* Sees lower sales growth in some markets in coming quarters
* Says fundamentals solid for building sector, no overall decline
* Stock loses 9 percent, worst performer in European sector (Adds CEO comments, analyst and share price reaction)
By John Revill
ZURICH, Oct 30 (Reuters) - Swiss plumbing supplies maker Geberit lowered its full-year sales outlook on Tuesday, saying fears of a global trade war and rising interest rates were dampening growth in the building industry.
The company’s shares fell 9 percent as it also missed third-quarter earnings forecasts.
Geberit, which supplies pipes and fittings for plumbers and makes toilets with bidet functions, is seen as a key indicator of the health of the broader construction industry in Europe.
It said it expects greater volatility in the months ahead due to fears that rising trade tensions between the United States and China could spill into the broader economy where new building projects could be paused or scrapped.
U.S. President Donald Trump on Monday warned that he has billions of dollars worth of new tariffs ready to slap on China if a deal with Beijing is not possible.
Although Geberit said it did not expect the building sector to turn negative as a result of these tensions, it forecast slightly lower growth in the coming quarters.

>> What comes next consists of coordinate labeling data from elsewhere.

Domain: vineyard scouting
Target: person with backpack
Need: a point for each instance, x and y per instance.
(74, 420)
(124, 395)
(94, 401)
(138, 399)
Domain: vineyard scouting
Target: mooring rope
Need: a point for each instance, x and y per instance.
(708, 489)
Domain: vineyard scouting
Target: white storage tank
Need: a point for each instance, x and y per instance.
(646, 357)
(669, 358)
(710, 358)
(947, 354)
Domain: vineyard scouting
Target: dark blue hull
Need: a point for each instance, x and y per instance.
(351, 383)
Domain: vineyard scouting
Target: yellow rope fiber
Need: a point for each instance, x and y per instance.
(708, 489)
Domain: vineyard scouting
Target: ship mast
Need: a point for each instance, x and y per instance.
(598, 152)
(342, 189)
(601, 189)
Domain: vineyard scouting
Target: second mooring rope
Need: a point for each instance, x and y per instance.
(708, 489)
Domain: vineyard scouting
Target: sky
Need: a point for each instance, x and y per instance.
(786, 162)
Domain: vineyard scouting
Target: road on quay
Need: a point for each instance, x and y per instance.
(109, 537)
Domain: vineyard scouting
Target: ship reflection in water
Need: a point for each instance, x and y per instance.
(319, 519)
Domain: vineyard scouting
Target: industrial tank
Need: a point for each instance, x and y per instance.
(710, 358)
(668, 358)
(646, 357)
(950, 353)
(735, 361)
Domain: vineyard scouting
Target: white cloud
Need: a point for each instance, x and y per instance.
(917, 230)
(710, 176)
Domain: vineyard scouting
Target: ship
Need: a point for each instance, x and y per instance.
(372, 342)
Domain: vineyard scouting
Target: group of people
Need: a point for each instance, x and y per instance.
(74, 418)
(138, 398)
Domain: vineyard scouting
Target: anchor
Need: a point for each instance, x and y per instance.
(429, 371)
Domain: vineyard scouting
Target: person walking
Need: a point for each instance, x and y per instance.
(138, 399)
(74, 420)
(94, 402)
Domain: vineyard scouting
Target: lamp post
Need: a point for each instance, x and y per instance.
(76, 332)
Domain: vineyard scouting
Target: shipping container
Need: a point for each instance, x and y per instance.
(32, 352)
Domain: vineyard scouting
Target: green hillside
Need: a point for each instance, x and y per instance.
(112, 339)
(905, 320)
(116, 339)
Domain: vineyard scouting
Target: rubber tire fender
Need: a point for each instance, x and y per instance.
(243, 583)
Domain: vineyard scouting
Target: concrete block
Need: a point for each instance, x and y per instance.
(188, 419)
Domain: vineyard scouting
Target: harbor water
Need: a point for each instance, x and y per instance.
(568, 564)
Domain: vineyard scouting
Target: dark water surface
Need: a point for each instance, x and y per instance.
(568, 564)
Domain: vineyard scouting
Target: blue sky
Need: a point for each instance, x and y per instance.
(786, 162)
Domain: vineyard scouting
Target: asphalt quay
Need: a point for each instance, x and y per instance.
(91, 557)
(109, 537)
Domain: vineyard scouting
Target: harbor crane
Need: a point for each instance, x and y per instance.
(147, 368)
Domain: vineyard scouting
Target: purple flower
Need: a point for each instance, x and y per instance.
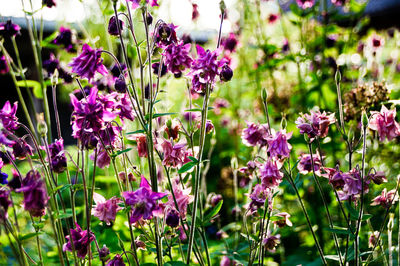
(270, 175)
(88, 118)
(49, 3)
(116, 261)
(384, 122)
(205, 68)
(58, 160)
(35, 195)
(64, 38)
(386, 199)
(278, 145)
(3, 65)
(105, 210)
(165, 34)
(113, 26)
(8, 29)
(81, 240)
(255, 134)
(315, 124)
(88, 63)
(304, 4)
(177, 58)
(8, 116)
(143, 201)
(5, 202)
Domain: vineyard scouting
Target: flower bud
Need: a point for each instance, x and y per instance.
(226, 73)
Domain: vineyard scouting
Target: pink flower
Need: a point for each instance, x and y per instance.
(384, 122)
(278, 145)
(270, 175)
(105, 210)
(386, 199)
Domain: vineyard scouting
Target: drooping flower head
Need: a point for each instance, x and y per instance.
(255, 134)
(278, 145)
(88, 63)
(205, 68)
(177, 58)
(35, 195)
(81, 240)
(304, 4)
(143, 201)
(384, 122)
(315, 124)
(58, 160)
(65, 39)
(105, 210)
(8, 29)
(8, 116)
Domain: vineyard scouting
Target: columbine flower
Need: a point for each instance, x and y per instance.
(174, 155)
(58, 159)
(88, 63)
(116, 261)
(3, 65)
(64, 38)
(284, 219)
(113, 26)
(8, 116)
(305, 164)
(386, 199)
(205, 68)
(49, 3)
(177, 58)
(255, 134)
(304, 4)
(271, 242)
(270, 174)
(384, 122)
(278, 145)
(81, 240)
(315, 124)
(8, 29)
(35, 195)
(165, 34)
(143, 201)
(105, 210)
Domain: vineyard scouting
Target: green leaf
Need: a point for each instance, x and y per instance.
(37, 89)
(115, 154)
(186, 167)
(213, 212)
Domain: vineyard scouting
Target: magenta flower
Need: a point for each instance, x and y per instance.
(386, 199)
(8, 116)
(5, 202)
(88, 63)
(315, 124)
(304, 4)
(105, 210)
(35, 195)
(81, 240)
(116, 261)
(143, 201)
(305, 164)
(177, 58)
(174, 154)
(8, 29)
(384, 122)
(270, 175)
(58, 160)
(278, 145)
(255, 134)
(205, 68)
(3, 65)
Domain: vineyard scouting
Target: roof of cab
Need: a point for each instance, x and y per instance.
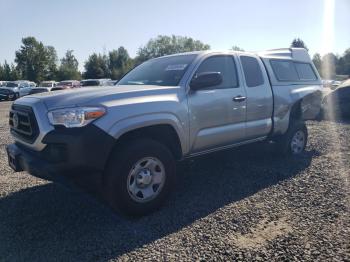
(297, 54)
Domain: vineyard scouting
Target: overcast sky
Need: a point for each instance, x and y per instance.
(88, 26)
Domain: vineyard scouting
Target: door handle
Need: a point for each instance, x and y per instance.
(239, 98)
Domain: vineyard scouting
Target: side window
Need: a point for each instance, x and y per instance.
(252, 71)
(284, 70)
(305, 71)
(223, 64)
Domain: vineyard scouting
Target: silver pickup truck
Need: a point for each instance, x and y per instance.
(165, 110)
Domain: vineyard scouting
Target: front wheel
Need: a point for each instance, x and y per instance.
(139, 177)
(294, 141)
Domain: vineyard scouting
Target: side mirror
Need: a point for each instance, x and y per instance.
(206, 79)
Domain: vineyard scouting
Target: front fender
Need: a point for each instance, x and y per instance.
(145, 120)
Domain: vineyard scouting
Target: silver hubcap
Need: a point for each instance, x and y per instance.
(298, 142)
(146, 179)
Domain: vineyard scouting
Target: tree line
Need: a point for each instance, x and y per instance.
(37, 62)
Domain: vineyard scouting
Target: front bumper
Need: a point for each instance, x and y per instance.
(68, 152)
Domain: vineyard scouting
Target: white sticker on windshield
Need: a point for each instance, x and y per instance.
(178, 67)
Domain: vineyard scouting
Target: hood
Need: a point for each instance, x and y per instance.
(100, 95)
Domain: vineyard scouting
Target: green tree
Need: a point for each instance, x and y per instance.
(52, 59)
(68, 69)
(237, 48)
(1, 73)
(297, 42)
(9, 72)
(119, 63)
(35, 61)
(316, 59)
(96, 66)
(167, 45)
(346, 62)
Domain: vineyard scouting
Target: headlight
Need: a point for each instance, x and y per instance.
(75, 117)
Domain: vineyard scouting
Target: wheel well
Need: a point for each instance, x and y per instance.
(164, 134)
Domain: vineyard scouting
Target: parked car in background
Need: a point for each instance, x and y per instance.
(112, 82)
(14, 90)
(32, 84)
(67, 84)
(94, 82)
(3, 83)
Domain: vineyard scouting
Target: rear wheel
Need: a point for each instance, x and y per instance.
(294, 141)
(139, 177)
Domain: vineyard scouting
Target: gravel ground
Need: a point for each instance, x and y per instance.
(243, 204)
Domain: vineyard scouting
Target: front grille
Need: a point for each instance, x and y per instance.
(23, 123)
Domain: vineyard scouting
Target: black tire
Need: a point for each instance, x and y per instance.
(285, 144)
(122, 161)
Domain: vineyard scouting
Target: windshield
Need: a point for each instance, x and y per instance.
(90, 83)
(165, 71)
(11, 84)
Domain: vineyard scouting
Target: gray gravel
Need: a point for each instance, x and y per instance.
(246, 204)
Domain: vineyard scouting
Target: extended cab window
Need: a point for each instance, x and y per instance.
(223, 64)
(305, 71)
(252, 71)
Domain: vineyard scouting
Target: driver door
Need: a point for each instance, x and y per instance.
(217, 113)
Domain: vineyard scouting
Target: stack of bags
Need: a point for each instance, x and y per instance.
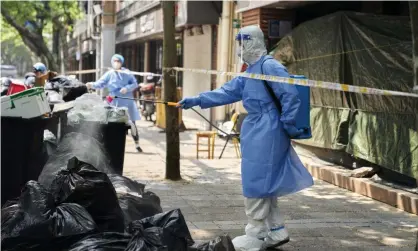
(80, 207)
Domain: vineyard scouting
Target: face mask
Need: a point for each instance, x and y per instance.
(238, 51)
(117, 65)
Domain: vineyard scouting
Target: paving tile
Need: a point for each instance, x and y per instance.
(323, 217)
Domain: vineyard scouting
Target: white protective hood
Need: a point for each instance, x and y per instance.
(252, 44)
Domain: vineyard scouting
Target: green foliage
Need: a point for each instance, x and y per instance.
(33, 23)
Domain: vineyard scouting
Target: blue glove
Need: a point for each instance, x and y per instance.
(292, 131)
(188, 103)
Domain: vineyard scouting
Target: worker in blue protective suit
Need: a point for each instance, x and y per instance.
(121, 83)
(270, 167)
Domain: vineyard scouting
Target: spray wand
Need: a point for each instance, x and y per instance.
(110, 99)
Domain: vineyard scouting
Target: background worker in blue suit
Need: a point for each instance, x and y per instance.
(270, 167)
(121, 84)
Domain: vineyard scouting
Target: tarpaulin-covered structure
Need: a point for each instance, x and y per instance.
(363, 50)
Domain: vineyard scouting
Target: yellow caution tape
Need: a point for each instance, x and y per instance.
(108, 69)
(304, 82)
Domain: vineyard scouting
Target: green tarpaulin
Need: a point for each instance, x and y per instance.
(363, 50)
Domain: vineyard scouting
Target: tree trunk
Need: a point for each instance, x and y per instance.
(413, 10)
(172, 168)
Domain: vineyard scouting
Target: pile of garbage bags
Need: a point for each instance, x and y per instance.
(64, 89)
(91, 107)
(81, 206)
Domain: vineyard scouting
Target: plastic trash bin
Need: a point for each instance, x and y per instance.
(22, 155)
(112, 135)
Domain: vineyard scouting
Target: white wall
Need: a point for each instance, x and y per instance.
(197, 54)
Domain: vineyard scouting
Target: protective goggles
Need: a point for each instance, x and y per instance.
(35, 70)
(240, 37)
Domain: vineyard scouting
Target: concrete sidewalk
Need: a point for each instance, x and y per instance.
(323, 217)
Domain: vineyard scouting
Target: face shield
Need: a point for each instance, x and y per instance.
(250, 45)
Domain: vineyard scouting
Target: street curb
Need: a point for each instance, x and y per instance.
(403, 200)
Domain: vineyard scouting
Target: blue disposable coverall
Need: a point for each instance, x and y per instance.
(115, 81)
(270, 167)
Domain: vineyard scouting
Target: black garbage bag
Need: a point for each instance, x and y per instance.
(83, 184)
(220, 243)
(35, 222)
(165, 231)
(82, 146)
(138, 208)
(71, 88)
(107, 241)
(124, 184)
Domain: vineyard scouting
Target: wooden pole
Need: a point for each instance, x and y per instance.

“We are seeing more volatility in local building industries that is very much driven by the uncertainties around the development of the global economy on the back of trade war-related uncertainties,” Chief Executive Christian Buhl said.

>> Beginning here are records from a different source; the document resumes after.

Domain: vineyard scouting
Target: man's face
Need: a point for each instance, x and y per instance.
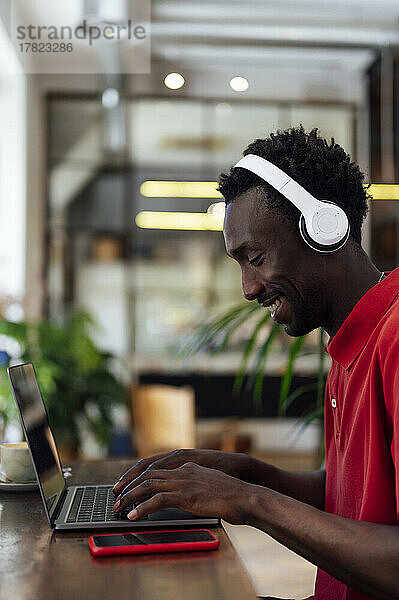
(277, 266)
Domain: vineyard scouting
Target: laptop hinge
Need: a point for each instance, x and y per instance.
(59, 506)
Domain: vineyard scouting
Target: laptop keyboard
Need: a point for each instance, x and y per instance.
(94, 504)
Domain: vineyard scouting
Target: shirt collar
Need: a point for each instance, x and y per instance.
(358, 326)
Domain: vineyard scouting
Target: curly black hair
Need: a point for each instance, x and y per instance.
(324, 169)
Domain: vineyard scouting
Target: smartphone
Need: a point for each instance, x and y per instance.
(150, 542)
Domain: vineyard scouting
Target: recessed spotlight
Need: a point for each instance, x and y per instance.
(239, 84)
(110, 98)
(174, 81)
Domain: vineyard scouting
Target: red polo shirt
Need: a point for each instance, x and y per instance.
(362, 419)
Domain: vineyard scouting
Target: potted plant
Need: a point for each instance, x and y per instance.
(74, 376)
(216, 335)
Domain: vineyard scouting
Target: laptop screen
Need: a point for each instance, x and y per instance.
(38, 434)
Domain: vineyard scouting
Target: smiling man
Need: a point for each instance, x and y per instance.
(345, 518)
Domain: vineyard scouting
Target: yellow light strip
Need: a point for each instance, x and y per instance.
(384, 191)
(178, 220)
(180, 189)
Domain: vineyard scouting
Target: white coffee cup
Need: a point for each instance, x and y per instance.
(16, 462)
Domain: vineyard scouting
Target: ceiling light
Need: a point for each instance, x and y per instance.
(110, 98)
(239, 84)
(174, 81)
(180, 189)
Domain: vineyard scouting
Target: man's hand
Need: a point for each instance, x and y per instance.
(228, 462)
(190, 487)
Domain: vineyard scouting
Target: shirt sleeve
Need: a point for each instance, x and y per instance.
(390, 382)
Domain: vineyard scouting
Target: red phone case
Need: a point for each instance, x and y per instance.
(153, 548)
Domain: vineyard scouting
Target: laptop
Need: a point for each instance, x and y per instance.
(75, 507)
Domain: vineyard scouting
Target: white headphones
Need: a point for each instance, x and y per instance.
(323, 225)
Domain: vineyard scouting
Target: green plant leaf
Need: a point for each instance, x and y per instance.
(249, 348)
(287, 377)
(255, 381)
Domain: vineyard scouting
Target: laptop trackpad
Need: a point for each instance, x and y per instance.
(169, 514)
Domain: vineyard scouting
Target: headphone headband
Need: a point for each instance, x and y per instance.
(323, 225)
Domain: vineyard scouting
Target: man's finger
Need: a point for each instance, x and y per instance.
(134, 472)
(143, 488)
(157, 502)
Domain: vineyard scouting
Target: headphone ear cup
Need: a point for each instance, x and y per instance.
(315, 245)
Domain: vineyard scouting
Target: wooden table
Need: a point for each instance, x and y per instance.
(36, 563)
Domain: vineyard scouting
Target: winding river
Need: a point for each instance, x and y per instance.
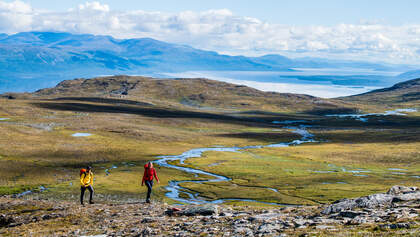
(191, 197)
(178, 193)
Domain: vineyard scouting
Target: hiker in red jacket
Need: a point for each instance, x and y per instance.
(149, 173)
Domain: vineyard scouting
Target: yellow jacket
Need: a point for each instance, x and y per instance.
(86, 179)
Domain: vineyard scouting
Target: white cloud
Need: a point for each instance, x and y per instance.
(223, 31)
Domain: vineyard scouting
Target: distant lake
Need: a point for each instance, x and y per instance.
(326, 83)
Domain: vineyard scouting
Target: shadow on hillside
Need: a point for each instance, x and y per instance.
(269, 137)
(102, 100)
(148, 111)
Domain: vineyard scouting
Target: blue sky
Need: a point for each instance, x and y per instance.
(300, 12)
(371, 30)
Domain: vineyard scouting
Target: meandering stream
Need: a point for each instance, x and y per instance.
(184, 195)
(191, 197)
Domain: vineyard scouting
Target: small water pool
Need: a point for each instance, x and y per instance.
(81, 134)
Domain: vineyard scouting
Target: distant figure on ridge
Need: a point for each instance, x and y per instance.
(86, 182)
(149, 173)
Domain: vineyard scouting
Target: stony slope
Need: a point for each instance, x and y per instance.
(386, 214)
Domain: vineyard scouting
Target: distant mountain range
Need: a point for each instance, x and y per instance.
(407, 92)
(33, 60)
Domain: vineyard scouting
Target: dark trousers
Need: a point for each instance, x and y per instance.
(149, 184)
(82, 193)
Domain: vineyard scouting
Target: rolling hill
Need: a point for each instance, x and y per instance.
(196, 93)
(407, 92)
(35, 60)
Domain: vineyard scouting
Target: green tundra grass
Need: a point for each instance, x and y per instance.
(351, 158)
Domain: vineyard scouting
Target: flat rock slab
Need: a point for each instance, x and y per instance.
(395, 194)
(199, 210)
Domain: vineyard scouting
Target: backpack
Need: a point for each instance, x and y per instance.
(82, 171)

“Overall I don’t expect a negative building industry, it is a more volatile industry with lower growth rates in selected markets,” Buhl said.

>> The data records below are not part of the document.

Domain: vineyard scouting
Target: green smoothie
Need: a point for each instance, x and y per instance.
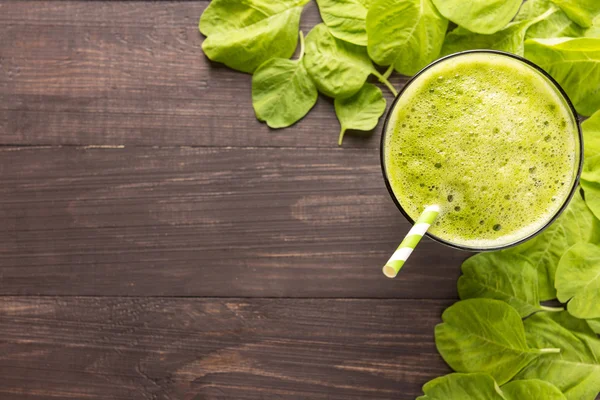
(490, 140)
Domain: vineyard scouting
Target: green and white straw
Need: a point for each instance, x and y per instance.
(397, 260)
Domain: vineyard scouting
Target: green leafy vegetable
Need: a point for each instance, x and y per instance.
(591, 135)
(462, 387)
(590, 182)
(510, 39)
(571, 62)
(556, 24)
(575, 371)
(346, 19)
(576, 224)
(338, 68)
(594, 325)
(532, 389)
(243, 35)
(502, 276)
(480, 16)
(578, 280)
(485, 335)
(407, 34)
(282, 91)
(582, 12)
(360, 111)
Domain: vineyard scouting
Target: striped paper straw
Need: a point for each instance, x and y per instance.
(397, 260)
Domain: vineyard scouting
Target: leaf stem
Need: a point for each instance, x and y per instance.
(341, 138)
(549, 351)
(388, 72)
(551, 309)
(387, 83)
(301, 45)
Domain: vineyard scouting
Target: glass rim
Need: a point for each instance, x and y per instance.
(576, 179)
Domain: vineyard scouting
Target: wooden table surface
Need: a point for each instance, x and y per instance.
(158, 242)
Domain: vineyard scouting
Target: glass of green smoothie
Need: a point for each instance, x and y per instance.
(491, 139)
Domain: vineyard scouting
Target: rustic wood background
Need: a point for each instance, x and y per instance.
(158, 242)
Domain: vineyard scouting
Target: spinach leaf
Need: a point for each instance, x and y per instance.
(480, 16)
(594, 30)
(346, 19)
(282, 91)
(576, 224)
(407, 34)
(590, 182)
(338, 68)
(360, 111)
(556, 24)
(462, 387)
(578, 280)
(582, 12)
(532, 389)
(485, 335)
(594, 325)
(502, 276)
(510, 39)
(243, 35)
(571, 62)
(576, 370)
(591, 135)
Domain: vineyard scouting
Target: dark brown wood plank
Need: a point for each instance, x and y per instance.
(216, 349)
(133, 73)
(207, 222)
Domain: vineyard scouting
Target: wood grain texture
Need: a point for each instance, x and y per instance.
(207, 222)
(211, 349)
(133, 73)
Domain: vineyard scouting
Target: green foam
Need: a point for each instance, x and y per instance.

He also said tightening monetary policy as well as economic instability in countries like Turkey, Russia and South Africa was weighing on building projects.
Geberit’s third-quarter sales in Russia fell by 19 percent and in the Gulf region by 27 percent following increases in the first half.
Sales in Scandinavia, Austria, France and Benelux also fell during the quarter and are expected to remain difficult, the company said.
Geberit depends on Europe for 92 percent of its sales and said it expected conditions to also be tough in Britain given uncertainty about the terms of the country’s exit from the European Union, and in Italy where the anti-establishment government is at loggerheads with the EU over its budget.
The company’s stock was the worst performer of the STOXX Europe 600 Construction Index after it said third-quarter net profit rose to 145.6 million Swiss francs ($145 million), short of a Reuters poll forecast of 160 million francs.
Sales of 740.7 million francs also missed forecasts for 760 million francs.
“Geberit has a strong presence in many markets and they are a well-run company, so when they say growth is slowing down it is likely to be an issue for the whole building industry and not just Geberit,” said Bernd Pomrehn, an analyst at Bank Vontobel in Zurich.
“The slowdown is very likely to affect other building companies, particularly those in the new build and residential sectors, which are more likely to be affected than renovation which is traditionally more resilient.”